A Question of Ownership | Ellen June Wright

Apostrophe I

If I say you’re mine 
as in I own you, 
I want to own you, 
to possess you—
is that love or 
something darker?

Apostrophe II

If when you die 
you leave everything behind 
did you ever really own anything 
or did all those things own you 
until they were done with you?

Apostrophe III

When a man owns another man 
enslaves him for life and his children 
and his children’s children 
is that a type of twisted love? 

Is obsession with the other 
with the dark stranger 
the sinewy foreigner passion?

If you’re compelled to mix 
your bloodline 
with your black slaves’ 
are you owned for eternity?

When you sell your child 
are you selling a part 
of yourself you will 
never get back?

If I am yours 
and we are bound together 
when will it ever end? 


About the Author:

Ellen June Wright was born in England of West Indian parents and immigrated to the United States as a child.
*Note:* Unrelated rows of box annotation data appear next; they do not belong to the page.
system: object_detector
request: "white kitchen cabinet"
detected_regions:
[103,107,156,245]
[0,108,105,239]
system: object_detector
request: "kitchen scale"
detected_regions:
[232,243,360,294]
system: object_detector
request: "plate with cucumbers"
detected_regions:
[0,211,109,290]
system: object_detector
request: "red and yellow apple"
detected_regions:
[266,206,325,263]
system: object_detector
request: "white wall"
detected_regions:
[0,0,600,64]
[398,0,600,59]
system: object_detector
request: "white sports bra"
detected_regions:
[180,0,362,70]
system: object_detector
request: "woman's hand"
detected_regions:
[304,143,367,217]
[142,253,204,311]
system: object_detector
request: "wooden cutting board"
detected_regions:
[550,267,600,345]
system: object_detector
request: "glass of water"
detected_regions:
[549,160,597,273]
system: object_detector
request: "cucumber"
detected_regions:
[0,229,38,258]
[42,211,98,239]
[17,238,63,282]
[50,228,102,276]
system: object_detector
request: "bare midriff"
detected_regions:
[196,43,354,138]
She taught high-school language arts in New Jersey for three decades before retiring. She has consulted on guides for three PBS poetry series. Her work was selected as The Missouri Review’s Poem of the Week in June 2021. She was a finalist in the Gulf Stream 2020 summer poetry contest and is a founding member of Poets of Color virtual poetry workshop and recently received four 2021 Pushcart Prize Nominations for poetry.